SEC: Nigeria’s Infrastructure Deficit to Hit $878bn by 2040

SEC: Nigeria’s Infrastructure Deficit to Hit $878bn by 2040

The Securities and Exchange Commission (SEC) yesterday said the country’s infrastructure deficit would hit $878 billion by 2040, and therefore called for active utilisation of green bond for infrastructural gap.

SEC acting Director-General, Mary Uduk, stated this at the 2018 annual workshop organised by the Capital Market Correspondents Association of Nigeria (CAMCAN) in Lagos.

She said Nigeria should tap into green bond opportunities, adding that the commission would continue to promote an active enabling and regulative environment for its issuance.

“The future holds opportunities for renewable energy, energy efficiency, infrastructure, food, agriculture, and the task ahead is to ensure funds are channeled to green projects with multiple socio-merits,” Uduk said.

Uduk said there must be more domestic participation in green bonds investment for Nigeria to claw its way out of deficit in infrastructure, power and energy, transportation as well as eliminating environmental degradation.

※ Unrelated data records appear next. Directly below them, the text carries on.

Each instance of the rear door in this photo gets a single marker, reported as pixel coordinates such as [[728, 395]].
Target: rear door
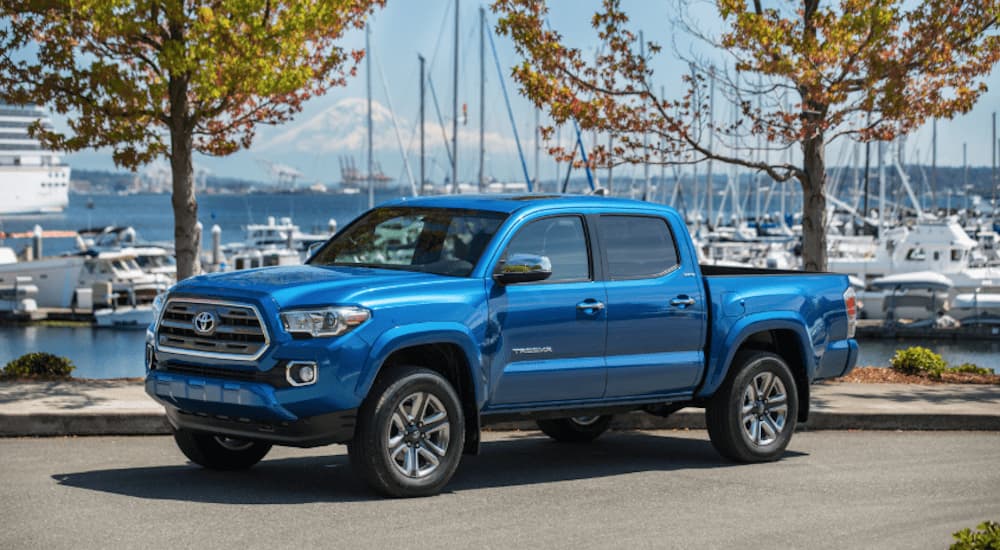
[[656, 308], [551, 332]]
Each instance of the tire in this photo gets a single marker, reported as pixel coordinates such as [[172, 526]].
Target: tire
[[218, 452], [751, 418], [410, 433], [578, 429]]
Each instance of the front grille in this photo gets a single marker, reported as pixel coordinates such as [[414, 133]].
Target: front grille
[[274, 377], [237, 330]]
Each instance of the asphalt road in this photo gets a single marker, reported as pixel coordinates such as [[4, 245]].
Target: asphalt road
[[627, 490]]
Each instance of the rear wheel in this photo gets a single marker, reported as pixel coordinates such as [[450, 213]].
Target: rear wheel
[[577, 429], [219, 452], [410, 433], [752, 416]]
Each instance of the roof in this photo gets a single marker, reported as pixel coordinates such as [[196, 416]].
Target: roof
[[514, 202]]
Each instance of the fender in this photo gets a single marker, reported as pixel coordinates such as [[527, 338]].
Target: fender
[[416, 334], [743, 329]]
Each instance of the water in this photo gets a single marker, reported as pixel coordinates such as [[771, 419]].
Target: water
[[97, 353], [152, 215], [102, 353], [105, 353]]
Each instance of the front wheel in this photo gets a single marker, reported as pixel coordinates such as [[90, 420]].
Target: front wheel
[[410, 433], [752, 416], [578, 429], [219, 452]]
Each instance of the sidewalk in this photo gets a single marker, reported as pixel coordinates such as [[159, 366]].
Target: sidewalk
[[113, 407]]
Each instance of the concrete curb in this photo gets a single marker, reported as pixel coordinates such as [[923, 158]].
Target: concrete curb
[[55, 424], [82, 424]]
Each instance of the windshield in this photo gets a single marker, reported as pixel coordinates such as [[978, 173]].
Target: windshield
[[444, 241]]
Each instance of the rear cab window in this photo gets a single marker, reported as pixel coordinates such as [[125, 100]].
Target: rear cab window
[[637, 247]]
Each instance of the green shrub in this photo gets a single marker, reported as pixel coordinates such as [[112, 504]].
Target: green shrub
[[987, 537], [918, 360], [970, 368], [43, 365]]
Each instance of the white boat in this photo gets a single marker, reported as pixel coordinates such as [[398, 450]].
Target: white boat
[[282, 232], [32, 179], [135, 317], [18, 297], [151, 258], [941, 246], [921, 297], [68, 281], [976, 308]]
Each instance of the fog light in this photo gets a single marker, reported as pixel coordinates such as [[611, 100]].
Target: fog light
[[301, 373], [306, 374]]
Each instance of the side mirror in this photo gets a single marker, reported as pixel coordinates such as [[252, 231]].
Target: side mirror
[[523, 268], [311, 251]]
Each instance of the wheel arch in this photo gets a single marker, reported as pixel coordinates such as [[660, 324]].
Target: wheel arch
[[447, 350], [787, 337]]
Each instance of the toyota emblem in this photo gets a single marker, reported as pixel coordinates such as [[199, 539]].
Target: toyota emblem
[[204, 323]]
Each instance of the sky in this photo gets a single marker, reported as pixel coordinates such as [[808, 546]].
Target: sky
[[333, 125]]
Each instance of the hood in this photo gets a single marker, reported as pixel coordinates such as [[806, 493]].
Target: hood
[[305, 285]]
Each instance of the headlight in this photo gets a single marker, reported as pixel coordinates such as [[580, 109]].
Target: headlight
[[329, 321]]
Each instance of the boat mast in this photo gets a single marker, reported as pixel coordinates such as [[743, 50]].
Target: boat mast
[[482, 94], [423, 178], [645, 135], [994, 145], [368, 91], [868, 165], [709, 184], [510, 113], [537, 146], [454, 110], [934, 165], [881, 187]]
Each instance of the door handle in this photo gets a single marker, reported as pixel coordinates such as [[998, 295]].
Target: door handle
[[682, 301], [590, 305]]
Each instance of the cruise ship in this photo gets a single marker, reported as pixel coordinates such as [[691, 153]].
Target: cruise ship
[[32, 179]]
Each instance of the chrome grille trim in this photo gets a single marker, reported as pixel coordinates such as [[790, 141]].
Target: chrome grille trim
[[241, 334]]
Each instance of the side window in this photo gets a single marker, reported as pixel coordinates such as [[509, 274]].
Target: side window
[[562, 239], [637, 247]]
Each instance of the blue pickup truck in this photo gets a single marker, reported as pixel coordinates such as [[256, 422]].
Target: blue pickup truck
[[426, 319]]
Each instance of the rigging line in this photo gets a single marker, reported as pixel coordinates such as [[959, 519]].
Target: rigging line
[[437, 109], [395, 126], [441, 33], [510, 112]]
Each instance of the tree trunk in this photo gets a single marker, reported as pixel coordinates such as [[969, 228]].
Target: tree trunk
[[187, 238], [814, 204]]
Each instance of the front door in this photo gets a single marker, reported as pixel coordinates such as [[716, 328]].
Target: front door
[[656, 309], [551, 333]]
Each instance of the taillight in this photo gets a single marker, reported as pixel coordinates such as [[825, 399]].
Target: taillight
[[851, 304]]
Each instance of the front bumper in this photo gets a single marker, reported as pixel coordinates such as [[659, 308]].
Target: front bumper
[[244, 410], [325, 429]]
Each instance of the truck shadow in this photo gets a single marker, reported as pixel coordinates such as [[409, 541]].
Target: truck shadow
[[509, 462]]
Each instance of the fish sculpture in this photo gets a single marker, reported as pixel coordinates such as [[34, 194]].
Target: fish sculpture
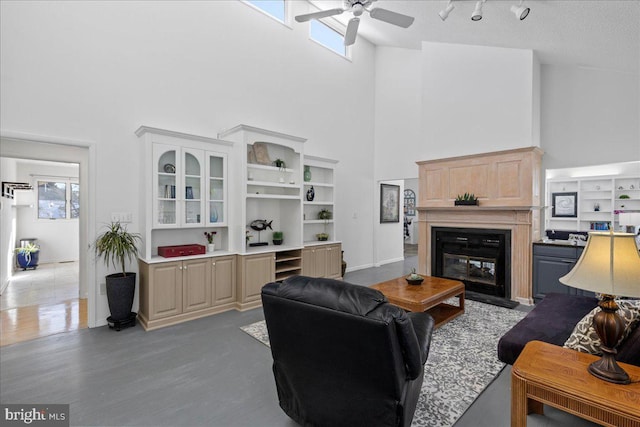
[[260, 224]]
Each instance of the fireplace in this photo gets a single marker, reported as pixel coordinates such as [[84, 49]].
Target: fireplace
[[478, 257]]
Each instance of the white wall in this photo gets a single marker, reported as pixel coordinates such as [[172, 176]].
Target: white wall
[[96, 71], [589, 117], [58, 239], [398, 112], [7, 224], [476, 99]]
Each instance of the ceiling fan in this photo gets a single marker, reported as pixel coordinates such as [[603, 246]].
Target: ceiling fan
[[357, 7]]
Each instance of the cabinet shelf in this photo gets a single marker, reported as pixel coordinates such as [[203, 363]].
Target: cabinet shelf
[[271, 184], [268, 168], [318, 184], [272, 196]]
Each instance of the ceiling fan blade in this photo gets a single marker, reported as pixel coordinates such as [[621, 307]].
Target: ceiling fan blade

The DG SEC, who was represented by Head, Registration and Market Infrastructure Department, SEC, Mr. Emomotimi Agama, said it was necessary for Nigeria to stand at the forefront of innovations and initiatives.

She noted that the second tranche of green bonds which had been issued presented an opportunity for the country to solve its infrastructural deficit.

“The biggest opportunity, to my mind, which green bond issuances will present, is the potential to solve Nigeria’s infrastructural deficits, improve agriculture and alleviate poverty as well as protecting the environment-a multi-faceted strategy,” she said.

Also speaking, the Managing Director of FMDQ OTC Securities Exchange, Mr. Bola Onadele, said $155 billion had been realised from the green bonds issuance, thereby gaining attention of investors.

Onadele, who was represented by the Senior Vice President, Economic Development Division at the Exchange, Emmanuel Etaderhi, said  the country’s resources was not growing in tandem with the rising population.

He stated that the reason for Nigeria’s woeful performance in the power and energy sector was due to its inability to tap into energy utilisation from the sun like other European countries.

According to him, the challenges affecting green bonds include low level of local participation in green bond verifiers, lack of investible projects, cost of verification and lack of understanding on the part of key investors.

“Green bond investors enjoy waivers relating to tax, and in the next 15 years, we will require $7 trillion in investments connecting sustainable finance to capital markets,” he said.